Saturday, April 02, 2011

Pope Benedict Roundup!

  • March 12 will mark the debut of a new television series combining the words of Pope Benedict XVI with the Church's traditional sacred art and music - Catholic News Agency reports:
    “Sunday with Benedict XVI,” broadcast on the Italian bishops' TV 2000 network, will draw upon six years of the Pope's homilies, Angelus commentaries, and Gospel reflections, supplemented by portions of his writings and the works of the Church Fathers.

    The regular Saturday evening program will incorporate selections that are based on the Mass readings for every Sunday of the liturgical year, taken from the audio and video archives of Pope Benedict's pontificate.

  • The Catholic News Agency also reports that "Pope Benedict XVI will participate in a first-ever question and answer session that will be televised Italy on Good Friday":
    The program is one of several new initiatives aimed at bringing the image and words of the Pope into households around the world.

    On March 13, Italy's national RaiUno Television station will officially launch promotions for a program to be aired on the anniversary of Jesus' death—Good Friday.

    The special is set to begin at 2:10 p.m. so that it is playing at 3:00 p.m., when Jesus is traditionally believed to have taken his last breath. The show will feature the Pope, who will answer three questions posed by viewers.

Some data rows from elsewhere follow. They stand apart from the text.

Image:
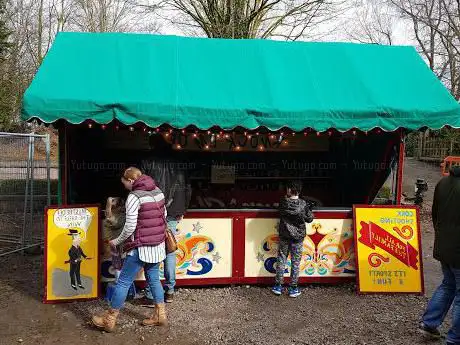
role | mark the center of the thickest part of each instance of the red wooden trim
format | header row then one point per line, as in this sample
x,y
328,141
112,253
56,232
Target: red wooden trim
x,y
238,247
66,166
98,254
355,235
254,280
235,214
355,239
402,147
420,250
45,295
302,280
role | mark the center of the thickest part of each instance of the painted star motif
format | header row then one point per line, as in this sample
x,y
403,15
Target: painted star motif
x,y
216,257
260,257
197,227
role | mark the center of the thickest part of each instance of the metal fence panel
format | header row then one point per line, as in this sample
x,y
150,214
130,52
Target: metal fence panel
x,y
26,175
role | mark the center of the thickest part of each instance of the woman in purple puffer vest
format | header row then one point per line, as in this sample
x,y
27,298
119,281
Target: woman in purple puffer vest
x,y
143,241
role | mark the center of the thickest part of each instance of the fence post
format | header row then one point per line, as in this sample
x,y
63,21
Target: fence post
x,y
48,168
26,196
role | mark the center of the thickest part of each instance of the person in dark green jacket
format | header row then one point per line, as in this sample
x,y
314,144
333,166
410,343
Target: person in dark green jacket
x,y
446,222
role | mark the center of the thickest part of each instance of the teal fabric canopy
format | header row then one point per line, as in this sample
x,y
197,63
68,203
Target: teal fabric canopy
x,y
228,83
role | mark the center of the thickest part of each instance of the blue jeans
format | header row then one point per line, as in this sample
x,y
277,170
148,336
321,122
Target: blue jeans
x,y
132,266
445,294
169,264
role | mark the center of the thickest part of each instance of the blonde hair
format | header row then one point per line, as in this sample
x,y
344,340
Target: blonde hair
x,y
132,173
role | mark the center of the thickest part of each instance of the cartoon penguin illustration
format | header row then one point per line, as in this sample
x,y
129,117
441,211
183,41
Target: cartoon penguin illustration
x,y
76,255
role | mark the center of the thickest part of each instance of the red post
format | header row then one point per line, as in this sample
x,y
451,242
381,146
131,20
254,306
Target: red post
x,y
402,149
63,159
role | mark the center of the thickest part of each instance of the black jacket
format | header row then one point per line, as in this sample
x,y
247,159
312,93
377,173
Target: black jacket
x,y
446,219
75,254
174,184
293,215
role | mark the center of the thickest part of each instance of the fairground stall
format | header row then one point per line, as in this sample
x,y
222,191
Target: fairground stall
x,y
240,117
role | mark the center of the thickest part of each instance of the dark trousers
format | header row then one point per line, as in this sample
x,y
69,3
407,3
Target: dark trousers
x,y
75,273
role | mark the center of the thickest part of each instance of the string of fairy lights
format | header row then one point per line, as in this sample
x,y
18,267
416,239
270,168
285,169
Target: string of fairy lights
x,y
237,138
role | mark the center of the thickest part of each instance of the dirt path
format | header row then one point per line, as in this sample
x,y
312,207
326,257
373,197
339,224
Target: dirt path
x,y
322,315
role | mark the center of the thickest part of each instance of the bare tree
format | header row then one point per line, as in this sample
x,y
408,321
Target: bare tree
x,y
436,29
286,19
373,23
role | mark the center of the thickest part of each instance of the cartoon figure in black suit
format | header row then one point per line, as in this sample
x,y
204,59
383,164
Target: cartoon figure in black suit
x,y
76,256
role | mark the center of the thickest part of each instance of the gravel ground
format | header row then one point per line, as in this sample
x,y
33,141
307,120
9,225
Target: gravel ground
x,y
323,314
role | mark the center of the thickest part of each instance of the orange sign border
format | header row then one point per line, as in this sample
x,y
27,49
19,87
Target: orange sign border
x,y
45,299
419,240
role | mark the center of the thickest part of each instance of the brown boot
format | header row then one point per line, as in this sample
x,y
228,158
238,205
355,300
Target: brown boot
x,y
107,320
158,317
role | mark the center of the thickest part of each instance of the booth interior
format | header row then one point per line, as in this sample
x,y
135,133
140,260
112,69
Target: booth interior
x,y
234,170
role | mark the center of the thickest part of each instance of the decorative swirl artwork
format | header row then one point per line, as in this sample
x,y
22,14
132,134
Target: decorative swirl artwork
x,y
326,251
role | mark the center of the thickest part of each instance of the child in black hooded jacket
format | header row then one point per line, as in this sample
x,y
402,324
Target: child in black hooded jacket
x,y
294,213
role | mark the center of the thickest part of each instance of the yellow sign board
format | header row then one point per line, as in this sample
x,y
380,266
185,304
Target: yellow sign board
x,y
388,249
71,253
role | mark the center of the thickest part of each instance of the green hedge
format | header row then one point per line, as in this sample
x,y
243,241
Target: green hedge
x,y
18,187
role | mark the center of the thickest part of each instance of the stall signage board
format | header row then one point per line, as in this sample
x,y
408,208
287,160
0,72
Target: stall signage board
x,y
388,249
71,253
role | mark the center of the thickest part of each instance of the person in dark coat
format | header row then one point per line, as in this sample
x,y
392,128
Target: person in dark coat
x,y
76,256
294,213
446,222
174,181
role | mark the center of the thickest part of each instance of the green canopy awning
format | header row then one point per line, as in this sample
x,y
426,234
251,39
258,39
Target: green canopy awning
x,y
250,83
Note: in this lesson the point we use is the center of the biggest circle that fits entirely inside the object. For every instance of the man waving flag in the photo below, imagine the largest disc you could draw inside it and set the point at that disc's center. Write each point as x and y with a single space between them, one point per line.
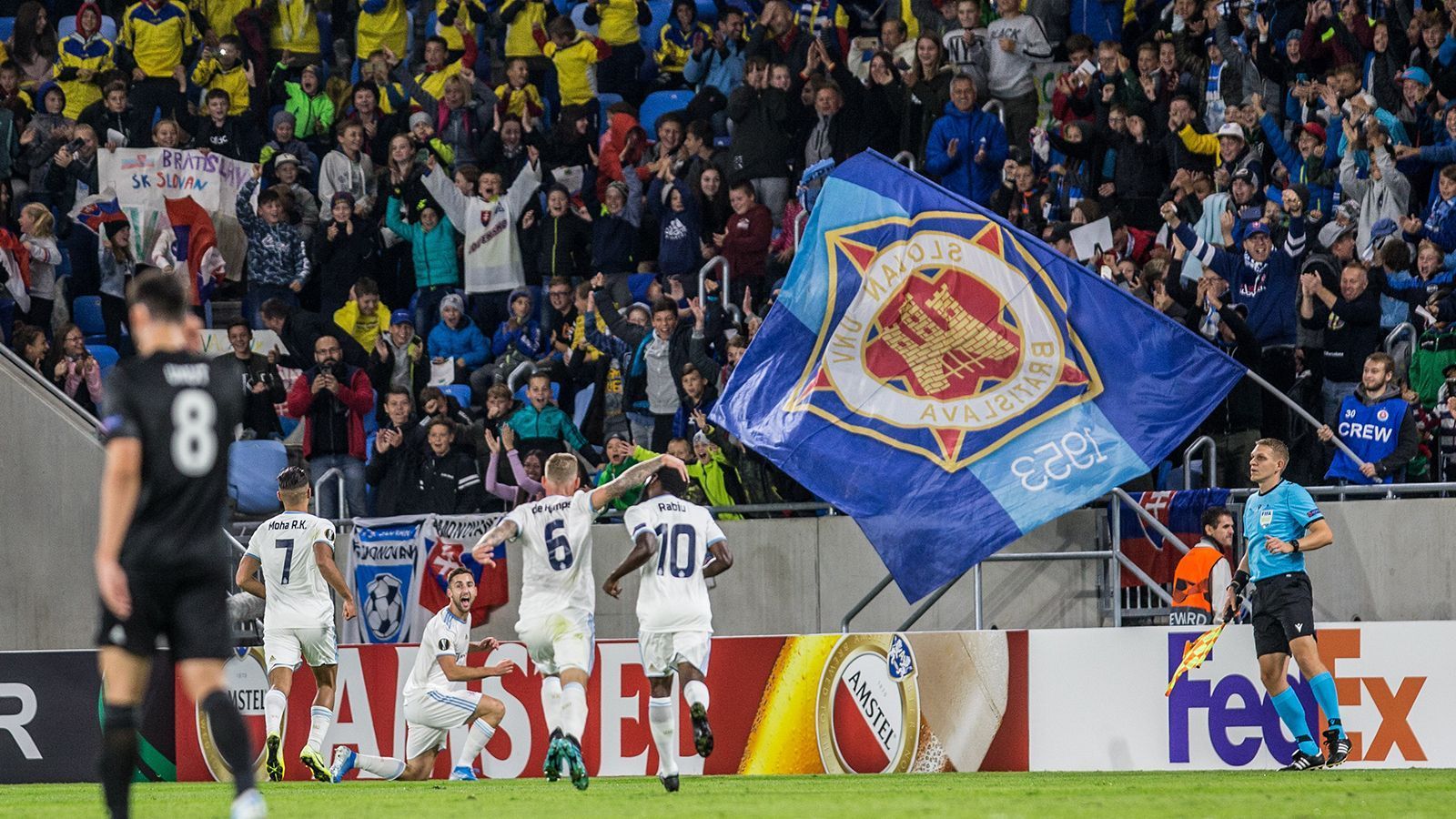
950 380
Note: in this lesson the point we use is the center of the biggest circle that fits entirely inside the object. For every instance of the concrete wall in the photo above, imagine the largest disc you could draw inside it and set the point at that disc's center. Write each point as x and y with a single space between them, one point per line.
50 484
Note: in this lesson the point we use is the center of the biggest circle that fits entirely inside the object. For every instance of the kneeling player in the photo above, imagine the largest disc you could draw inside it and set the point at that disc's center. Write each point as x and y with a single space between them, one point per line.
676 622
558 595
436 697
296 554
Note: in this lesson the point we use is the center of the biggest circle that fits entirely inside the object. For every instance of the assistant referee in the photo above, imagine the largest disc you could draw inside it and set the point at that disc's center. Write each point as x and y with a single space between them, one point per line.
1281 523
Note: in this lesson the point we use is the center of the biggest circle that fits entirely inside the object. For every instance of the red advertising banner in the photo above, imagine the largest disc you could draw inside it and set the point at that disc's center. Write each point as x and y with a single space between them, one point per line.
859 703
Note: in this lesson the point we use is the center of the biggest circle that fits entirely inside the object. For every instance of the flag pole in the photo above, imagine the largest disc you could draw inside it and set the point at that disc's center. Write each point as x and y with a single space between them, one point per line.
1302 413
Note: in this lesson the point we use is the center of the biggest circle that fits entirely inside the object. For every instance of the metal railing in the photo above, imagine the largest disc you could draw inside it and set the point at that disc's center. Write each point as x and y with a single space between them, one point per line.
50 387
1390 346
344 501
723 285
1210 460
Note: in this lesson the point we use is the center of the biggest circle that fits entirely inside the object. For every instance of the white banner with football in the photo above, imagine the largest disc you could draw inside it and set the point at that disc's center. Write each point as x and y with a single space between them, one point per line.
1097 698
398 570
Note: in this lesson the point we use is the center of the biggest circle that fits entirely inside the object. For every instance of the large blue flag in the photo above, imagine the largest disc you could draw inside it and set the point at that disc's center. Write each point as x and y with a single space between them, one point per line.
953 382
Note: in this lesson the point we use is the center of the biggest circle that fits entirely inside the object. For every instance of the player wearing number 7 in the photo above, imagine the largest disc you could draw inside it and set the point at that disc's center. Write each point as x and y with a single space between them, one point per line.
558 595
674 620
296 554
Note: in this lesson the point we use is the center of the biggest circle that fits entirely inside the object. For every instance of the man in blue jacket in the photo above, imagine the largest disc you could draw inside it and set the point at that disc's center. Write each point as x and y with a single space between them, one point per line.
967 146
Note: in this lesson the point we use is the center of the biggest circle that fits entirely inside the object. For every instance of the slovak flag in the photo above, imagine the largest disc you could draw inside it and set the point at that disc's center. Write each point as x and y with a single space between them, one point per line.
187 242
96 210
16 263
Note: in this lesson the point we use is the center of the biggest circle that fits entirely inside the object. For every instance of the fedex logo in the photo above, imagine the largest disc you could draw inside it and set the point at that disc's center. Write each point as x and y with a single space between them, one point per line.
1235 703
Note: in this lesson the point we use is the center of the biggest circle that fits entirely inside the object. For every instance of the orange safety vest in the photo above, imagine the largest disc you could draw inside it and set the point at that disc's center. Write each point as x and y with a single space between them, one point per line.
1193 602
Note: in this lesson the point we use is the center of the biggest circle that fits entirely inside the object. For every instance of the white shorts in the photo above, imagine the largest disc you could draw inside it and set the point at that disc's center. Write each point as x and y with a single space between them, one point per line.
288 647
562 640
430 716
664 651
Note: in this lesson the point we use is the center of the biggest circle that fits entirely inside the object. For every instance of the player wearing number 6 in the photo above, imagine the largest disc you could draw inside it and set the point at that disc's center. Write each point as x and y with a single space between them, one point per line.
162 562
558 595
674 620
296 554
1281 523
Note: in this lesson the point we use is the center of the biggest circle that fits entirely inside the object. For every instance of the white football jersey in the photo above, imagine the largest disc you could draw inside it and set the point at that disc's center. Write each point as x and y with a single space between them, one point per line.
674 595
298 593
555 537
444 634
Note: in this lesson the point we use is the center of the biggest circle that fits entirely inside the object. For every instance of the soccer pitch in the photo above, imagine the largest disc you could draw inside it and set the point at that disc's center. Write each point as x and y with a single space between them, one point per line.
1244 793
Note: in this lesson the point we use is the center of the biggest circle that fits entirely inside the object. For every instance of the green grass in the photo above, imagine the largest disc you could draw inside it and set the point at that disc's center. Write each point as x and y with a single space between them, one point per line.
1165 796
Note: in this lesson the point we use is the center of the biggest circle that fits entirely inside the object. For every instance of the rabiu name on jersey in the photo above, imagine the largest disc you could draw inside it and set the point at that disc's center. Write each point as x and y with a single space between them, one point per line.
1366 431
187 375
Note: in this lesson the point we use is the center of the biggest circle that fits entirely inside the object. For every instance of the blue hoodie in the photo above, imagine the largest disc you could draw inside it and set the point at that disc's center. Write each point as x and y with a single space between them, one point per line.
463 341
528 339
961 172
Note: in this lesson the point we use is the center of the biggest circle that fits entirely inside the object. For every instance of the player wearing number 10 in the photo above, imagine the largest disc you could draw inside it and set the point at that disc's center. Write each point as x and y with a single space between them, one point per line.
558 595
295 551
674 620
162 564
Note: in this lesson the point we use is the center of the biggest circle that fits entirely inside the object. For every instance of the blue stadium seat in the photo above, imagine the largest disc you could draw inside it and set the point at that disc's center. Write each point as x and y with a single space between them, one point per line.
606 101
460 392
579 15
252 475
582 404
555 392
660 102
86 312
638 283
106 356
370 419
66 26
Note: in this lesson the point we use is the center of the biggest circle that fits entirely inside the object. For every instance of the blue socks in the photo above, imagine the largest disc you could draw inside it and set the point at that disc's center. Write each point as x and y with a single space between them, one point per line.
1324 690
1292 713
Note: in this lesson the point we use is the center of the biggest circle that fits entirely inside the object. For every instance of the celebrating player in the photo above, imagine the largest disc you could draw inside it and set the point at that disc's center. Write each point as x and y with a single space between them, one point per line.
160 555
674 620
1280 523
296 554
558 595
436 697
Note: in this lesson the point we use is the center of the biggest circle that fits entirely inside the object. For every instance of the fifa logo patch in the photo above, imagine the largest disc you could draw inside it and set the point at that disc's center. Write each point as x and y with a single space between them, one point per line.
868 712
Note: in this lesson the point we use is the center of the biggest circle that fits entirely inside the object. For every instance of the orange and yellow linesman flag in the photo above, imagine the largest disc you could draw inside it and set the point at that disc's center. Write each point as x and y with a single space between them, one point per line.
1194 653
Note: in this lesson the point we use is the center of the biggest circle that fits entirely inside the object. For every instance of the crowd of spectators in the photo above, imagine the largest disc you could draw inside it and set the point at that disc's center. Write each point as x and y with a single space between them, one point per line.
466 238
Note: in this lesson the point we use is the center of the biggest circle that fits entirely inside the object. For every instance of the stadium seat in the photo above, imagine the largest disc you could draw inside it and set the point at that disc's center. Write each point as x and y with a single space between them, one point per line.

    People will be able to write to RaiUno's “In His Image” ("A Sua Immagine") program with suggestions for the three questions. All will focus on the life of Jesus.

    How quickly we forget. In 2005, Catholic News Agency published the transcript of the actual "first ever" televised interview with Pope Benedict XVI, with Polish State Television (TVP) on October 16.

  • With early-bird registration still running through this month, more than 16,500 youth and 60 bishops are signed up for World Youth Day in Madrid this August. (Zenit News Agency March 4, 2011).

  • On March 2, the Roman Catholic Federal Pakistani Minister for Minorities, Shahbaz Bhatti, was assassinated by a Radical Muslim group in Islamabad. Pope Benedict XVI remembered Bhatti in his March 6th Angelus:
    "I ask the Lord Jesus that the moving sacrifice of the life of the Pakistani minister, Shahbaz Bhatti, will awaken in people's consciences courage and a commitment to safeguarding the religious freedom of all men and women and, in that way, promote their equal dignity."
    According to Catholic News Service, Bhatti was the second Pakistani official to be assassinated for opposing the anti-blasphemy laws. Salman Taseer, a Muslim and governor of Punjab province, was killed Jan. 4.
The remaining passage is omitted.